Why is it harder now to gift assets and qualify for medicaid?
This has to do with the so called “penalty period.” When someone applied for medicaid under the old law, your checking accounts and other bank statements were checked for the last 36 months for gifts or transfers to family members or others. This is called the “look back” period. Medicaid did not care about gifts made more than 36 months prior to the medicaid application. So if a gift of $50,000 was made more than 36 months before the medicaid application, the applicant would qualify for medicaid. If they found gifts within the 36 months then there was a “penalty period.” Under the old law, the penalty period started when the gift was made. In Illinois, the penalty amount was about $5000.00 per month, so if you gifted $50,000.00 within the 36 month look back period, you were penalized for 10 months from the date that you made the gift and after that you would qualify for medicaid. Confused yet? If not, you are a savant…It was easy under the old law to made gifts over time and still qualify for medicaid.
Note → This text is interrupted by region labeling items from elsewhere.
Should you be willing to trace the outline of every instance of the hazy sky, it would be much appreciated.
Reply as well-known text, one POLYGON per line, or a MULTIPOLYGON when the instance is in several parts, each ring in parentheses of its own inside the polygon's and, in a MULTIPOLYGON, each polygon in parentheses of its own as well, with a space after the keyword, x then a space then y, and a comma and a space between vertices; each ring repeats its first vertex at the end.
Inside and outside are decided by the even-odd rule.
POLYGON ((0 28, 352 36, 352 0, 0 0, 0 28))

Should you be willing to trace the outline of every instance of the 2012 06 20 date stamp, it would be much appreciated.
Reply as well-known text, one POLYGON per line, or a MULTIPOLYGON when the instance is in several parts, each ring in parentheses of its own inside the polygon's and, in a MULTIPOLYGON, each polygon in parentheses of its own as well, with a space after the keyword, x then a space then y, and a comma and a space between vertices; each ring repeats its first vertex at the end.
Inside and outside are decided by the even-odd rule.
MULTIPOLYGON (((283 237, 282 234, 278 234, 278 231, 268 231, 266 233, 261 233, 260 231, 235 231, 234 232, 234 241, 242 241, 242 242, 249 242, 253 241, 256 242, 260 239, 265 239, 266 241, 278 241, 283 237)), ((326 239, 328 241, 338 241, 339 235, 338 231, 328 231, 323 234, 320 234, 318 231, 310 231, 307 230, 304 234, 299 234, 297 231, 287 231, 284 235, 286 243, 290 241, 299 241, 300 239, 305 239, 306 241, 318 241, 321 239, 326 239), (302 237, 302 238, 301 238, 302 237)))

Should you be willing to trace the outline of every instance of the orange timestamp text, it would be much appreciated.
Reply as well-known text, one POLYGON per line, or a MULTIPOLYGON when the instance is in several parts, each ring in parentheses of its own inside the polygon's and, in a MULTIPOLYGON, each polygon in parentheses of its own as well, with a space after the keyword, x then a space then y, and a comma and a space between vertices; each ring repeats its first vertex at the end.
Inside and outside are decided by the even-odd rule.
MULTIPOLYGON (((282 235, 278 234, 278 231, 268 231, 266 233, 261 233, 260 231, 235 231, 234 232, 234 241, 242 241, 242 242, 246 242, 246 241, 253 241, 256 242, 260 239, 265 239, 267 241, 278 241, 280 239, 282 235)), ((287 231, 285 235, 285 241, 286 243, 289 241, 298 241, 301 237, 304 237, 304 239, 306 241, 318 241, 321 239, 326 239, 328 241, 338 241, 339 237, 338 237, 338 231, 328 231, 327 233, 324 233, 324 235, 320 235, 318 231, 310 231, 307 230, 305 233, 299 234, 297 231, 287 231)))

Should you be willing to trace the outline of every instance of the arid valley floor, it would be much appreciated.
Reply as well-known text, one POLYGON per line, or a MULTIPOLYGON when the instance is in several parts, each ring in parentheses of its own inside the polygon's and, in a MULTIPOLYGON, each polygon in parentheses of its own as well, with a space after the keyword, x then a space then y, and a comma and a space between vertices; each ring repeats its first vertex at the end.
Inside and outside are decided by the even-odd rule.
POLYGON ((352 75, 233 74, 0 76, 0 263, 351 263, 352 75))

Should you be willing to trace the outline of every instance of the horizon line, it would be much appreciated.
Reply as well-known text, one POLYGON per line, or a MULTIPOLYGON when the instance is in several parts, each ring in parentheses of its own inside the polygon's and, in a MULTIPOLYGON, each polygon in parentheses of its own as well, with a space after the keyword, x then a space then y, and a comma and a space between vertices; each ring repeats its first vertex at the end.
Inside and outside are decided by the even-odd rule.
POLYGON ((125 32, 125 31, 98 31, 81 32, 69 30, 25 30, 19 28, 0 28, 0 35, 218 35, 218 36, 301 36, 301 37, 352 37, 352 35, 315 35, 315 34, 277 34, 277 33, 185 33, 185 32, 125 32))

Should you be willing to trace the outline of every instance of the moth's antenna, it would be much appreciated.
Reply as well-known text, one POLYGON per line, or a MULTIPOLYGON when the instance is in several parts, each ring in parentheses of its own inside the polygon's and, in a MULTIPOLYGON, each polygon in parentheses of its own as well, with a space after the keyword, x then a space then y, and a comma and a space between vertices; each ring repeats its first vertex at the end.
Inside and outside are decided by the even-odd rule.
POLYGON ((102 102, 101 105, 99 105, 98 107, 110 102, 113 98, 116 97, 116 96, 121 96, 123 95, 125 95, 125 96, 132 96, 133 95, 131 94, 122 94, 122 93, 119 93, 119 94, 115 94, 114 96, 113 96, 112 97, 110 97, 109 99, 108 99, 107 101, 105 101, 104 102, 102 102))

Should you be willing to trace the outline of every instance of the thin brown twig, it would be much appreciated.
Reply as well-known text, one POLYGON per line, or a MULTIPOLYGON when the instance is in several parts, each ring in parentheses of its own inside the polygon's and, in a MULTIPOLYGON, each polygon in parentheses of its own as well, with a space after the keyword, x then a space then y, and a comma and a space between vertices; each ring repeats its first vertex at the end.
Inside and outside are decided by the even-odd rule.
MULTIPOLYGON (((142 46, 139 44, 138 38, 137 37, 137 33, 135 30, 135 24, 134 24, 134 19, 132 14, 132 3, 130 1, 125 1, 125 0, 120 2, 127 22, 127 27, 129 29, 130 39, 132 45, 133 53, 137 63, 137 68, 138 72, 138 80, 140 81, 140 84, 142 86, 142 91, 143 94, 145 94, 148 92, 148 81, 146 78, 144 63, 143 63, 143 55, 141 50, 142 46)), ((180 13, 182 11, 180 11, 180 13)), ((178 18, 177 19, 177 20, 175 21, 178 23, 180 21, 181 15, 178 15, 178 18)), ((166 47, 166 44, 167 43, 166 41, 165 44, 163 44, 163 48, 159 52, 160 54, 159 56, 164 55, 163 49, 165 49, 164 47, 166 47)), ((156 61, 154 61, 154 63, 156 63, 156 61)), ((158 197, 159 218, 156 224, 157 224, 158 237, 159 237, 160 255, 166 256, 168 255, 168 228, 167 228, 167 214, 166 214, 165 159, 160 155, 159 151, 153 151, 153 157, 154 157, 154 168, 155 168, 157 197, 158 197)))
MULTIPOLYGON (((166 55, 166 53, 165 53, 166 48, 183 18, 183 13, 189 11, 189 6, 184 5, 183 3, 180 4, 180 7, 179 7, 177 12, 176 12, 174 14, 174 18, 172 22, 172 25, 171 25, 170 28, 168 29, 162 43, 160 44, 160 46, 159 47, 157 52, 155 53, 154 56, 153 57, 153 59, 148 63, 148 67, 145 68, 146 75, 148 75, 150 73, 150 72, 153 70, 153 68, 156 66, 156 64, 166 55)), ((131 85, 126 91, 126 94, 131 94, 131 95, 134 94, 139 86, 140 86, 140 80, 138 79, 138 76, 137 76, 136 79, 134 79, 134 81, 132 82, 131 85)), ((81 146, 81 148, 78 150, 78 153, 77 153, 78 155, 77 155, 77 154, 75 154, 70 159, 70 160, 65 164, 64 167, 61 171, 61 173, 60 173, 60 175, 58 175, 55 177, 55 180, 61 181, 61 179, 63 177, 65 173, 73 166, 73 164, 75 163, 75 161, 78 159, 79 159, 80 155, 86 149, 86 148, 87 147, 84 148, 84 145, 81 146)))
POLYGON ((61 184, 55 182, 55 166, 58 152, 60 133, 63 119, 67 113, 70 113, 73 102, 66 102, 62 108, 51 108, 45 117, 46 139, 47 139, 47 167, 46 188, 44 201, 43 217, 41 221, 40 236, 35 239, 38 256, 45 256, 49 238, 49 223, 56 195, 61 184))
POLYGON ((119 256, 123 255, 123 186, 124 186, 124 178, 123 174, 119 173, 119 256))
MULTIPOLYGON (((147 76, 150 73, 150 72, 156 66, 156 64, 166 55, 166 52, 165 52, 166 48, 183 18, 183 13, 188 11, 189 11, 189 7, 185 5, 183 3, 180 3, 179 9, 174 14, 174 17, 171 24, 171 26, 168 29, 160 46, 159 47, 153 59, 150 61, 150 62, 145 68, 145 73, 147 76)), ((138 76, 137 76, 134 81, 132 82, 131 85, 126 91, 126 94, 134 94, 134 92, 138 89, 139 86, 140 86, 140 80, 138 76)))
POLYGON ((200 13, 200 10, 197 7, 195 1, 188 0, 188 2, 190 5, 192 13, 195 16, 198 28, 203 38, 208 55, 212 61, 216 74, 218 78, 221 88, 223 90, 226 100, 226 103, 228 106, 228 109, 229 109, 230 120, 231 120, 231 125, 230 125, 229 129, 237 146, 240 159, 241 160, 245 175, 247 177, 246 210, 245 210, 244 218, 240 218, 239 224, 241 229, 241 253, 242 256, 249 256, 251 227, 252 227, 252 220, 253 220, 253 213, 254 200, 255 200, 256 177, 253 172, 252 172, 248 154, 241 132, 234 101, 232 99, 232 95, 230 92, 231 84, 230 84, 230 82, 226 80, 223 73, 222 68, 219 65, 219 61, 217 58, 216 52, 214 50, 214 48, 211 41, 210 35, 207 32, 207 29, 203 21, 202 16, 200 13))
Now, the look-back period is 60 months. Worse yet, when a gift is made, the penalty period now starts when the client enters the nursing home. So, if a client gifts $50,000.00, the penalty period of $5000.00 per month will make the client ineligible for medicaid for 10 months from the date they enter the nursing home. This makes gifting away assets an almost unusable strategy. The current laws encourage people to buy long-term care insurance and make it hard for those with substantial assets to gift the assets and still qualify for medicaid.
So how am I supposed to pay for a nursing home if I need it?
There are only three ways to pay for long-term nursing care:
1. Use your own funds to pay for care, or self-insure.
2. Buy long-term care insurance to cover some, or all, of the charges. Some clients buy long term care insurance to cover their expense for 3 to 5 years, which carries lower premiums than a lifetime benefit.
3. Have medicaid pay for your care.
Should I buy long-term care insurance?
If you can self-insure, then you won’t need long-term care insurance.
Anyone with assets of $1 million or more can probably safely self-insure.
Those with assets of $1 million or less, should consider some sort of long-term care insurance.